GENERALISSIMO EL BUSHO: Essays and Cartoons on the Bush Years By Ted Rall

Edited & designed by JP Trostle. Cover by Henry H. Owings. Ted Rall compiles his most scathing cartoons and brutally honest columns about the current resident of the White House. The New York Times said 'there is no better use of $19.95 [than buying this book.]'

ATTITUDE2: The New Subversive Alternative Cartoonists

Edited by Ted Rall, designed by JP Trostle. The 2nd of three Attitude books I did with Ted Rall, this one also features art and interviews with 21 syndicated alternative cartoonists including Keith Knight ("The K Chronicles"), Emily S. Flake ("Lulu Eightball"), Alison Bechtel ("Dykes to Watch Out For"), Shannon Wheeler ("Too Much Coffee Man"), Mikhaela B. Reid, Aaron McGruder ("Boondocks"), David Rees ("Get Your War On"), Steven Notley ("Bob the Angry Flower") and more.

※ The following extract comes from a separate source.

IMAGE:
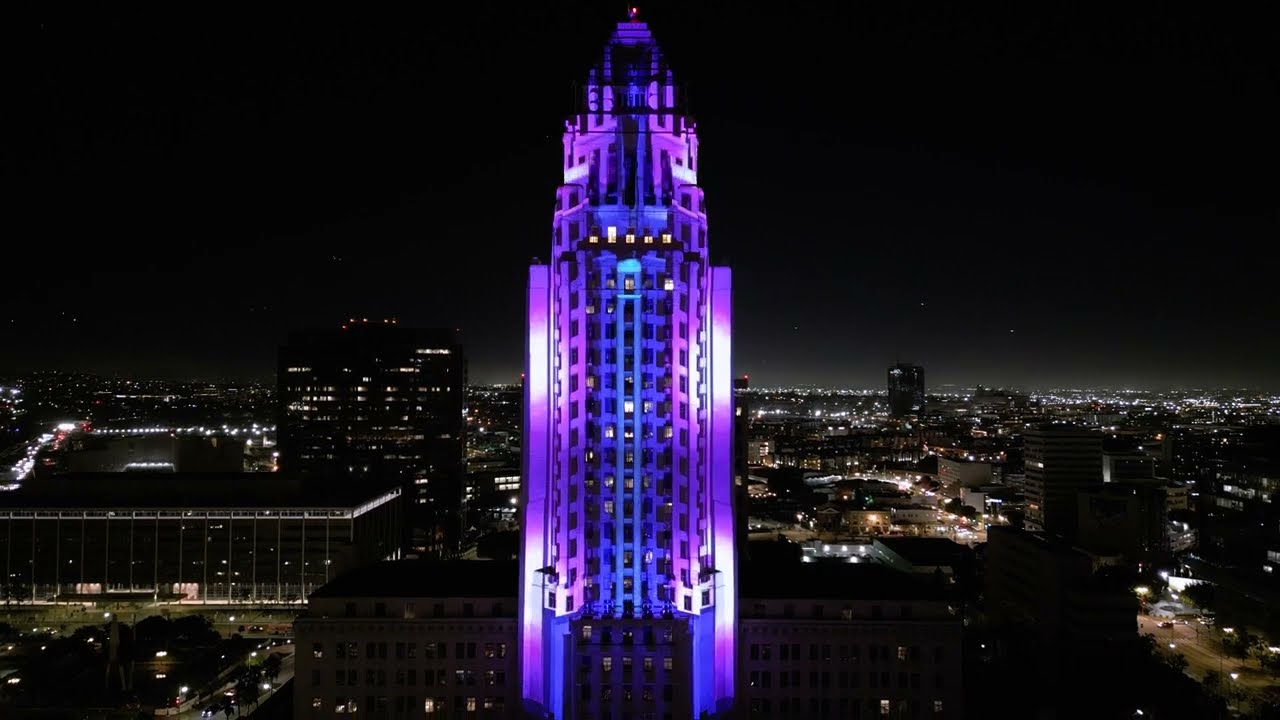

ATTITUDE: The New Subversive Political Cartoonists

Edited by Ted Rall, designed by JP Trostle. The original Attitude book, with art and interviews with 21 syndicated alternative cartoonists including Don Asmussen, Tom Tomorrow ("This Modern World"), Jen Sorensen, Scott Bateman, Lalo Alcaraz ("La Cucaracha"), Ruben Bolling ("Tom the Dancing Bug"), Matt Wuerker, Ward Sutton ("Schlock 'n' Roll"), and the late great Mickey Siporin.

TO AFGHANISTAN AND BACK: A Graphic Travelogue by Ted Rall

Edited & designed by JP Trostle. Cover by Ted & Judy Rall, with an introduction by Bill Maher. [Ok, this is the cover to the French language edition, but I like it so much more than the original cover.]

This highly personal book records Rall's experiences during a trip to Afghanistan during the U.S. bombing in 2001. Publisher's Weekly says: "A longtime visitor to and commentator on Central Asia, Rall knows his way around war-torn nations. He journeys by convoy with about 45 journalists ... [and]must deal with finding a warm place to sleep, keeping his phone charged ($40 a day) and the constant worry of being killed by Afghani soldiers or U.S. bombs. ... [H]is book joins Joe Sacco's accounts of life in Palestine and Bosnia as a tremendous contribution to comics war journalism."